Pew Research released a survey in which respondents were queried on whether they supported Wisconsin public sector unions or the state's governor, Scott Walker, in the dispute over the collective bargaining rights of the former. Among whites, support for the unions and for Walker are at parity (38% to 36%, respectively). Among non-whites, though, it's a different story. The unions are backed by 51% of non-whites, while only 19% support Walker.

Parenthetically, I was vaguely under the impression that support for unions would mirror their presence in the workforce over time. Consequently, I would've guessed that older folks would be more inclined to back the unions than the twenty-somethings who are having an especially difficult time finding teaching jobs and the like because of union protections that allow existing costly and tenured public sector workers to comfortably remain on their jobs.

Nope. Among those aged 18-29, 46% back the unions compared to only 13% standing behind Walker. For those aged 65 and over, Walker actually wins, 45% to 33%.

In his most recent podcast, the Derb solemnly warned the American public that economic ruin looms unavoidably on the horizon (see item #8):
What is most likely to happen in the near future is that the present feeble recovery will stall and we shall slip into another recession, with the deficit still unsustainably huge.
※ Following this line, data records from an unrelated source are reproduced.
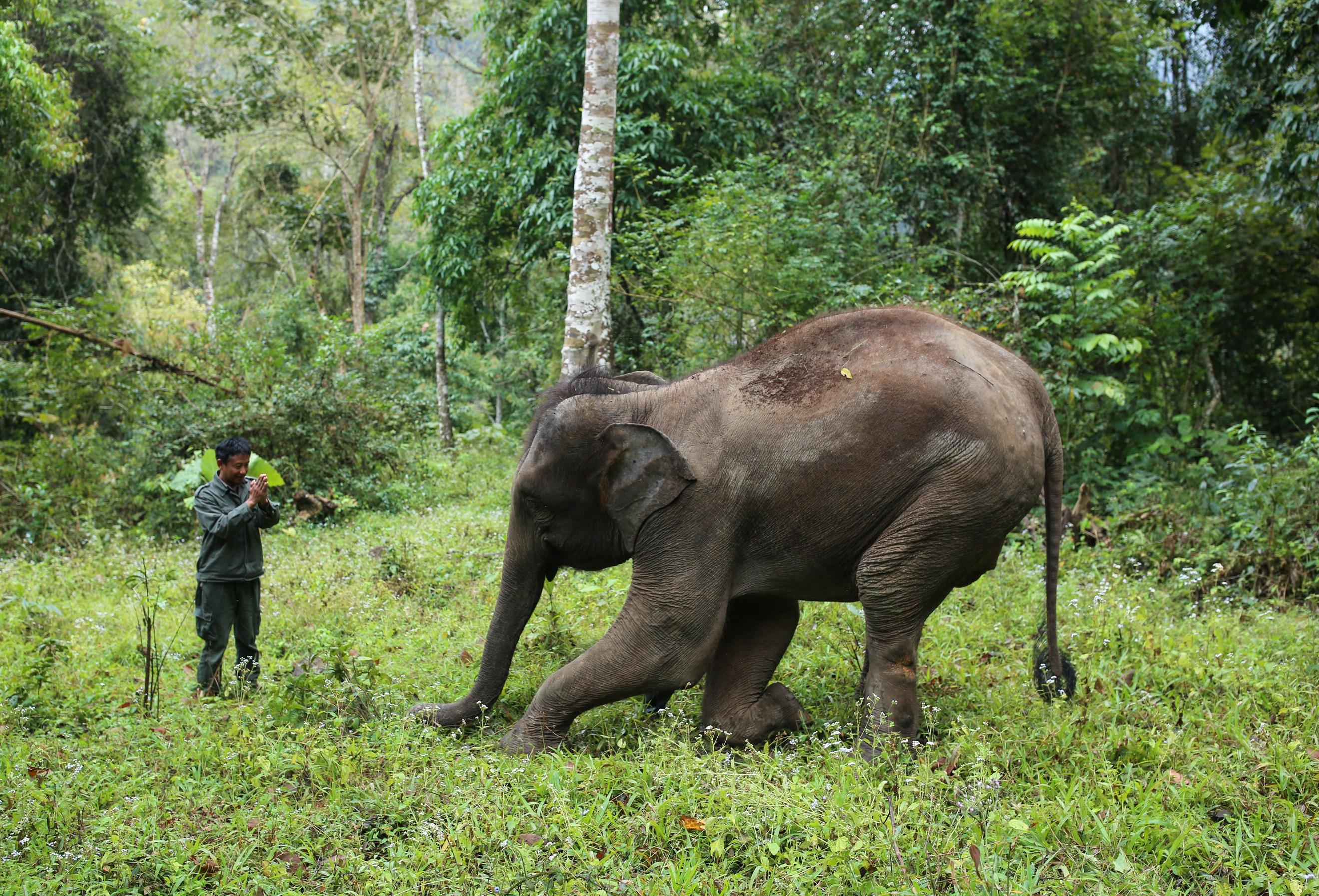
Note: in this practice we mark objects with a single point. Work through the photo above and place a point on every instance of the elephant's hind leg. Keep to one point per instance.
(739, 708)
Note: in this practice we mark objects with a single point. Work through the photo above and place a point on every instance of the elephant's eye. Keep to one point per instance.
(540, 513)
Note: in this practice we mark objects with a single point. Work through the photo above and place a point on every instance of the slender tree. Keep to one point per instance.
(588, 340)
(446, 424)
(197, 184)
There will then be no prospect of stimulus or bail-outs. The U.S. government will perforce respond to that next recession not by increasing spending, but by cutting it.
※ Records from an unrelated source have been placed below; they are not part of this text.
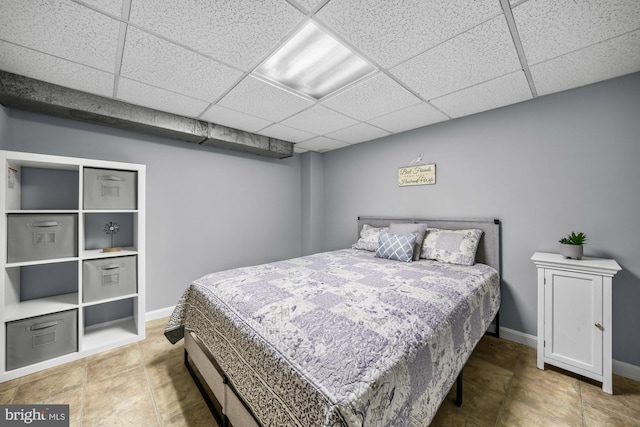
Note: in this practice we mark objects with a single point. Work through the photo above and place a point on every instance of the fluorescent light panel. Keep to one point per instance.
(314, 63)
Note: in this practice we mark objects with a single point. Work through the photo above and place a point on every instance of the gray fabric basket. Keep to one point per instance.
(41, 236)
(109, 189)
(108, 278)
(41, 338)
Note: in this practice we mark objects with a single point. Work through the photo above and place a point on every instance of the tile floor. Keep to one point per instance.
(146, 384)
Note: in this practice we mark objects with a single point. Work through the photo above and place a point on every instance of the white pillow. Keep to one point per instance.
(368, 240)
(451, 246)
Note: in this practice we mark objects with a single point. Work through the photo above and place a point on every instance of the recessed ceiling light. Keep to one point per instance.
(314, 63)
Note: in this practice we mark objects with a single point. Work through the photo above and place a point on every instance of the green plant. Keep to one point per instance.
(574, 239)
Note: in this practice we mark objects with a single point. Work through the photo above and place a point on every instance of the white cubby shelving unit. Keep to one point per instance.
(43, 186)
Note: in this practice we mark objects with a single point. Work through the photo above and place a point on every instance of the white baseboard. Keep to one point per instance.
(158, 314)
(519, 337)
(623, 369)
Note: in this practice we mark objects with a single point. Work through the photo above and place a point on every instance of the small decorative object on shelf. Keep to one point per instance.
(111, 228)
(571, 246)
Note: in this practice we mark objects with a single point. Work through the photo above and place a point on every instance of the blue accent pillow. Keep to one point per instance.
(396, 247)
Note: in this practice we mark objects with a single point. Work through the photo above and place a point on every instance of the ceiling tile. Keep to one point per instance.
(159, 99)
(158, 62)
(36, 65)
(505, 90)
(113, 7)
(321, 144)
(373, 97)
(286, 133)
(258, 98)
(309, 4)
(549, 28)
(409, 118)
(598, 62)
(358, 133)
(480, 54)
(234, 119)
(64, 29)
(390, 34)
(319, 120)
(241, 33)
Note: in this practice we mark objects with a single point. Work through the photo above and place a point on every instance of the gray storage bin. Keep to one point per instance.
(108, 278)
(41, 338)
(109, 189)
(41, 236)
That's the right thing to do for long-term improvement; but in the short term, with the debt overhang already humongous, it will leave the economy dead in the water. Even the feeble, unconvincing recovery we've gotten as a result of the last two years' spend-o-rama won't be possible.

In that situation, investor confidence will at last collapse. The markets will dump our sovereign debt, and the only way — absolutely the only way — for the feds to meet their domestic obligations will be by massive and sustained inflation. Your savings will become worthless, a gallon of gasoline will cost $500, and your city police and fire services will be laid off.

Bottom line: Get in lots of canned food, bottled water, and ammo. It's going to be very bad. I don't see any way out. This is serious; I'm not kidding.
As someone of a generally optimistic disposition, I want to shrug this sort of disaster auguring off as hyperbolic apocalyptic porn. But that just keeps becoming more and more difficult to do.